In an interview Thursday with Bloomberg, the prime minister sounded resigned to a future filled with presidential mood swings.

Asked about Trump's remarks earlier in the week about dairy, Trudeau acknowledged the likelihood that the message from the White House might occasionally switch from one day to the next.

Indeed, he actually cast the topsy-turvy messaging as a positive thing. He called it an opportunity — a sign the president listens to the people he speaks with, and keeps an open mind to changing his views.

"(Trump is) a little bit unlike many politicians," the prime minister said, acknowledging the magnitude of his understatement amid laughter from the crowd.

"As politicians we're very much trained to say something and stick with it. Whereas he has shown if he says one thing and then actually hears good counter-arguments or good reasons why he should shift his position, he will take a different position if it's a better one, if the arguments win him over.

"I think there's a challenge in that for electors, but there’s also an opportunity in that for people who engage with him."

Canada has ample reasons to engage.

U.S. policy-makers have decisions to make that will affect the northern neighbour on multiple fronts including: NAFTA, softwood lumber, the possibility of a U.S. import tax, and Buy American rules.

Already the uncertainty has caused some businesses to pause investments in Canada, according to the Bank of Canada.

In an effort to soothe those concerns, the Canadian government repeatedly portrays NAFTA negotiations as no big deal, just another adjustment to an agreement adjusted several times already.

While Trump's "America First" attitude has yet to show up in any successful legislation, it has appeared in numerous executive actions, including the order he was signing in his office Thursday as he complained about Canada.

That order sets a timeline for his administration to study possible tariffs on foreign steel.
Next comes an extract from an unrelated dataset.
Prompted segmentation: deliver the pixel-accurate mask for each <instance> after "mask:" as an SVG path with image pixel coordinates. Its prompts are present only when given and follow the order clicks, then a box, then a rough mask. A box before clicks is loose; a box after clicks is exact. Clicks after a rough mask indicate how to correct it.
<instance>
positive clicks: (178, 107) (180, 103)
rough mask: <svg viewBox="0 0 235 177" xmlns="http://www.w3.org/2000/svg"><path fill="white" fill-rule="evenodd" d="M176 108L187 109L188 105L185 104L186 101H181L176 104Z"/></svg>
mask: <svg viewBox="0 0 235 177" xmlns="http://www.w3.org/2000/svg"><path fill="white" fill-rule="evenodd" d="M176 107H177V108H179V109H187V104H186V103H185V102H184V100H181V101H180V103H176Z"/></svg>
Ironically, one of Trump's guests in his office for the signing ceremony was the head of the United Steelworkers union — Leo Gerard, a Canadian, born in Sudbury, Ont.

Trump's gripes about Canada came at the end of his remarks about steel. He prefaced them by saying, "I wasn't going to do this," then launched into complaints about Canadian dairy, wood, and energy and its impact on the U.S.

The Canadian government responded with a statement from Foreign Affairs Minister Chrystia Freeland.

On dairy, Freeland said, Canada buys five times more than it sells to the U.S.; on lumber, Canadian producers have always prevailed in past court cases, and a protracted dispute would only drive up U.S. housing costs.

And as for oil, she described the stable supply from Canada as a job-creating lifeblood of the U.S. economy.

"Our government will always defend Canada's interests," she said.

"Any increase of trade barriers between our countries would significantly impact jobs in the United States, as well as in Canada."